As a contribution, this study demonstrated a relationship between HGS and FRAX, which optimizes the patient assessment process and supports early interventions and strategies, based on simple tools suitable for inclusion in assessment and clinical follow-up protocols. Compared to other tools that evaluate sarcopenia phenotypes, HGS is easy to use in clinical practice, in addition to being low-cost, portable, and not requiring specialized equipment and professionals. Because of these characteristics, its use as part of the routine is recommended in cancer patients .
Thus, our results suggest that serial HGS measurements may help to identify women with breast cancer at high risk of fractures. Longitudinal studies are needed to determine whether incorporating muscle strength measures into fracture risk assessment tools would improve predictive accuracy.

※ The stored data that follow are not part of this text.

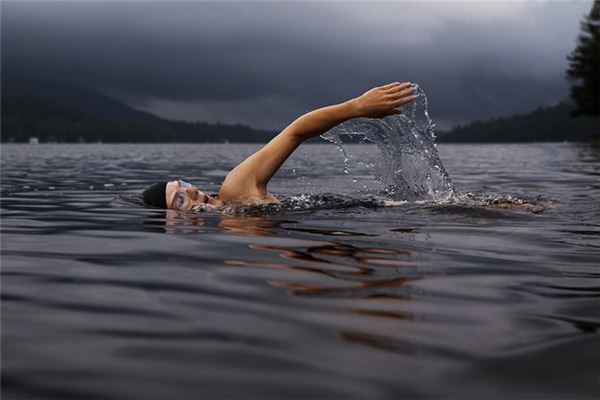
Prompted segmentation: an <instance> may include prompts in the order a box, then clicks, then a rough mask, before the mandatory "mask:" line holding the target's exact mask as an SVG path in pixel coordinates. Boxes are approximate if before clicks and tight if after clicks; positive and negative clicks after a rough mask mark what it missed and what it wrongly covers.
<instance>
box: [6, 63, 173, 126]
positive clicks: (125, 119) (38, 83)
mask: <svg viewBox="0 0 600 400" xmlns="http://www.w3.org/2000/svg"><path fill="white" fill-rule="evenodd" d="M2 95H18V96H27V97H33V98H37V99H43V100H47V101H52V102H54V103H57V104H59V105H62V106H63V107H65V108H70V109H73V110H77V111H80V112H82V113H85V114H89V115H93V116H95V117H98V118H101V119H103V120H105V121H111V122H138V123H159V122H161V120H162V119H161V118H160V117H157V116H156V115H153V114H150V113H147V112H144V111H140V110H136V109H134V108H132V107H130V106H128V105H126V104H123V103H121V102H120V101H118V100H115V99H113V98H110V97H108V96H106V95H104V94H101V93H99V92H96V91H94V90H91V89H87V88H84V87H80V86H75V85H70V84H67V83H64V82H57V81H52V80H42V79H36V78H30V77H25V76H22V75H19V74H15V73H12V72H7V73H3V74H2Z"/></svg>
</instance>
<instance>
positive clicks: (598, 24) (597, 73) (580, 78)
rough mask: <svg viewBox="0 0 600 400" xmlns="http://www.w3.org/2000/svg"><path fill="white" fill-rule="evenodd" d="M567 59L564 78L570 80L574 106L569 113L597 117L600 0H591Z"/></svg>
mask: <svg viewBox="0 0 600 400" xmlns="http://www.w3.org/2000/svg"><path fill="white" fill-rule="evenodd" d="M567 59H568V60H569V68H568V69H567V79H568V80H569V81H571V82H572V83H573V86H572V87H571V98H572V99H573V101H575V104H576V106H577V108H576V109H575V110H573V111H571V116H573V117H577V116H600V101H599V96H600V0H594V4H593V5H592V9H591V11H590V13H589V15H588V16H586V17H585V18H584V20H583V21H582V22H581V33H580V34H579V37H578V38H577V47H576V48H575V50H573V52H572V53H571V54H569V55H568V56H567Z"/></svg>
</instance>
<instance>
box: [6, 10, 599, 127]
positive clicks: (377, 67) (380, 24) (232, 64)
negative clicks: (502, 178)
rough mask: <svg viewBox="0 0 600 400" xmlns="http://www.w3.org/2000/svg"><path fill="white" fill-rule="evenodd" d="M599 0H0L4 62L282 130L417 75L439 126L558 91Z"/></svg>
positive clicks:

This study has some limitations. It has a small sample, not representative of the general population of women with breast cancer, as it was carried out with a group of women from a single outpatient clinic, from the secondary service of the public health system. It does, however, have a homogeneous and controlled sample, which contributes to the validity of the results presented here. In addition, the proposal to assess the relationship between sarcopenia phenotypes and fracture risk in women with breast cancer is an innovative one, not yet described in this population. Another limitation is the possibility of overestimating sarcopenia phenotypes, since there are no cutoff points for these parameters in the literature for cancer patients.